Ich unterbrach ihn. „Ist schon in Ordnung." Das Zittern in meiner Stimme entging uns beiden nicht und sein Gesicht verzog sich zu einer Grimasse, die einen denken ließ, er hätte furchtbare Schmerzen. „Nein", sprach er und kam auf mich zu. Zu erst wollte ich ihn davon abhalten, doch ließ es sein, als ich die Ruhe in seinen Augen erkannte. Er wollte mir nichts tun. Er hatte es nie vor.

Seine Hände griffen nach meinen Schultern und sein Gesicht kam meinem näher. Meine Augen wurde kugelrund und mir stockte der Atem. Trotz der Kälte und dem Stoff meiner Jacke fühlten seine Hände sich so groß und warm an. Der angenehme Duft von Aftershave gemischt mit Zigaretten stieg in meine Nase und ich spürte, wie die Anspannung meinen Körper verließ. „Hab keine Angst vor mir, bitte. Es sind schon genug", seine Stimme war leise. So leise. So gebrochen. Es war beinahe eine Bitte.

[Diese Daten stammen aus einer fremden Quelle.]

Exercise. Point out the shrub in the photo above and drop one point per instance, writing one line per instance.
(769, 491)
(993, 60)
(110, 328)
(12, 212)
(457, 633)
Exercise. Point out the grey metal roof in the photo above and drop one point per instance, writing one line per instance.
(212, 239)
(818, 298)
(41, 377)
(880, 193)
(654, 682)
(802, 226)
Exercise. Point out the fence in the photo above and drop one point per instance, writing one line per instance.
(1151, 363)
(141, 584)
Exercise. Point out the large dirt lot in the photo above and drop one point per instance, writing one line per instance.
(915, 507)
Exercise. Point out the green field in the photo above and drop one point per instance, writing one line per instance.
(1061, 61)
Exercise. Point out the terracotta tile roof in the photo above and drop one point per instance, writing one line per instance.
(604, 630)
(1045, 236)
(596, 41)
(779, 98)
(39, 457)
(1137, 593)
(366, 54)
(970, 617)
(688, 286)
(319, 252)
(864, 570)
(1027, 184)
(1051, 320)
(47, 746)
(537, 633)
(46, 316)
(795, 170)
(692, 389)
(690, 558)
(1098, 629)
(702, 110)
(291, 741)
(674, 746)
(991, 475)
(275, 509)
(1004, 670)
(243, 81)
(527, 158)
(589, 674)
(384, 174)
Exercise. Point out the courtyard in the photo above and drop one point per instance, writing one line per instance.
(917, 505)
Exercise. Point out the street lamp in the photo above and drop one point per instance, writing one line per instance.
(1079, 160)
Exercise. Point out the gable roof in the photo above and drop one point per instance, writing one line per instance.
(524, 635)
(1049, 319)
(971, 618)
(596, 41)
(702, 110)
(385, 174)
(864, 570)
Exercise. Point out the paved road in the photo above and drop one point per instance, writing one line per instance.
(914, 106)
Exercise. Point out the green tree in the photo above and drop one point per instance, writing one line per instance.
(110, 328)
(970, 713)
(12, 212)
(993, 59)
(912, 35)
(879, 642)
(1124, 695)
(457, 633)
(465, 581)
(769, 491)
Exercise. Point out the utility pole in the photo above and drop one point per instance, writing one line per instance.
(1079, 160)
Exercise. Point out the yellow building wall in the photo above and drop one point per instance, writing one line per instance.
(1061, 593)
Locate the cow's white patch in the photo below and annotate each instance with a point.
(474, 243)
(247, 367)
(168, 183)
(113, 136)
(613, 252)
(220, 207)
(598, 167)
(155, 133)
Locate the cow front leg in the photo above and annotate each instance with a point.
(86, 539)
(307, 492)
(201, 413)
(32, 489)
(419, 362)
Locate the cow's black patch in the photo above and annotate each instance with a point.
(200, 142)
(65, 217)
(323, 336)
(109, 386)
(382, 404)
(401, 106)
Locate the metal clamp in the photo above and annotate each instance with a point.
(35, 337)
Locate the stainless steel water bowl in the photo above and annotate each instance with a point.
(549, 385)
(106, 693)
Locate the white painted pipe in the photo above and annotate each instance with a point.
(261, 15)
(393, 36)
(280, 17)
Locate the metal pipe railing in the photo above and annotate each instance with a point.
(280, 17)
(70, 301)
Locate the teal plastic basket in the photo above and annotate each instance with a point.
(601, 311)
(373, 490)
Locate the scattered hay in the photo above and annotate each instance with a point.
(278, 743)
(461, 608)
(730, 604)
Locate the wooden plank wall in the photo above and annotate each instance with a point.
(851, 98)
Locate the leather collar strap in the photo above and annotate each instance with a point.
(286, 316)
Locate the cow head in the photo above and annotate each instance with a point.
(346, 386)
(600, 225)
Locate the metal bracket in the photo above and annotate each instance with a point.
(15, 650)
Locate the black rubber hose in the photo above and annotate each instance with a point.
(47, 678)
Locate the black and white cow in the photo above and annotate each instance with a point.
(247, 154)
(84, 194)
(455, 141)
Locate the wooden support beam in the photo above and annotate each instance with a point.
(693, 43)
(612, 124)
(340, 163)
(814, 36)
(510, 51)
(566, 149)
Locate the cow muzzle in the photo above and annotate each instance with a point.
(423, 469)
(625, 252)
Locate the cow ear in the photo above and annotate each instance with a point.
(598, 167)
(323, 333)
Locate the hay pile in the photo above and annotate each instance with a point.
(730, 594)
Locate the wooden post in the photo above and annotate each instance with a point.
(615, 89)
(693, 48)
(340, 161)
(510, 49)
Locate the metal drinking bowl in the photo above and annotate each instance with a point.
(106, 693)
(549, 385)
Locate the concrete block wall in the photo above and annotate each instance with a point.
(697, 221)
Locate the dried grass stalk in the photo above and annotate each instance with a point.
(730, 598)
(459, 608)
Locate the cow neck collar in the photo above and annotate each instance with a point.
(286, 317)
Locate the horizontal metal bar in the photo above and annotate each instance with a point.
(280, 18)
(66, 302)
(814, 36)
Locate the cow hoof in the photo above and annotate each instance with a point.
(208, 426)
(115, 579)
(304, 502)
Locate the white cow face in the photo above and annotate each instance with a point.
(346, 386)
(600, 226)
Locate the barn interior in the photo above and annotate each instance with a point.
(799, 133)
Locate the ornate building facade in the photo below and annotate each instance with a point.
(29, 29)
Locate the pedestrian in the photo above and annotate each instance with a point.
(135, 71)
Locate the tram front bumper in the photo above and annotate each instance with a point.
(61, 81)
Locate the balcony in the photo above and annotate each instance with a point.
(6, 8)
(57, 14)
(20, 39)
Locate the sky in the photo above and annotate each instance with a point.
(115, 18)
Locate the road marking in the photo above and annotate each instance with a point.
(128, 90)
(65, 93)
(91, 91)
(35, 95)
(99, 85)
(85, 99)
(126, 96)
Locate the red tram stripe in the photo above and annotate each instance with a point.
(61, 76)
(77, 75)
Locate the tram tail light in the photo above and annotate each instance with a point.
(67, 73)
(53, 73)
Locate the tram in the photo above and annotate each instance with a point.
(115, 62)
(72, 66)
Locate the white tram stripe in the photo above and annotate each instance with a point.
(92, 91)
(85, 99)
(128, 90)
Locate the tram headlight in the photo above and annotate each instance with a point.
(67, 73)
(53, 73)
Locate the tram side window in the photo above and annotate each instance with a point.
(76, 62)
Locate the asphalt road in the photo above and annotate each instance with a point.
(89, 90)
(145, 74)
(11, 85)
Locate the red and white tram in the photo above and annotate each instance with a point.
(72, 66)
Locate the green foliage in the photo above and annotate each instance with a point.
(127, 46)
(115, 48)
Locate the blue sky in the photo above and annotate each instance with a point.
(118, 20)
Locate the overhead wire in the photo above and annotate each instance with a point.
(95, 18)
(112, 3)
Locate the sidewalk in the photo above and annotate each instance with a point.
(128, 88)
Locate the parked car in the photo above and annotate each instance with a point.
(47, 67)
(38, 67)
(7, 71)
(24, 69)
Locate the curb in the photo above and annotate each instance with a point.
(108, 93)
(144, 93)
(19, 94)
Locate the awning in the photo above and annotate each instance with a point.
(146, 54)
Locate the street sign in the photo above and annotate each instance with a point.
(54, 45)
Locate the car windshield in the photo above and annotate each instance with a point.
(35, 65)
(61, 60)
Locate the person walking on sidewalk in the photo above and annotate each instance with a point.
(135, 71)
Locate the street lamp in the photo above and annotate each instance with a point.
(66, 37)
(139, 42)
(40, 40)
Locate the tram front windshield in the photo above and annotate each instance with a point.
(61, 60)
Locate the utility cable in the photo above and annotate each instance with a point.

Mein Herz wurde schwerer, als ich den kleinen Schimmer von Schmerz in seinem Gesicht erkennen konnte. „So bin ich nicht. Das will ich nicht sein. Bitte-"

Bevor er den Satz beenden konnte, schling ich meine Arme um seinen Nacken und zog ihn an mich ran. Sofort verstummte er und erstarrte wie auf Knopfdruck. Seine Hände fielen von meinen Schultern und lagen regungslos in der Luft, während er keine Anstalten machte, die Umarmung zu erwidern. Seine Brust sank und erhob sich unregelmäßig und ich spürte wie sein Herz anfing immer schneller zu schlagen.

Ich glaube, dass ich ihn etwas überrumpelt habe.

Doch er schubste mich nicht weg. Er sagte nicht, dass ich mich von ihm entfernen soll, also blieb ich genau da wo ich war.

In den Armen eines Jungen, der versuchte das Gute, dass noch in ihm steckte, zu verstecken.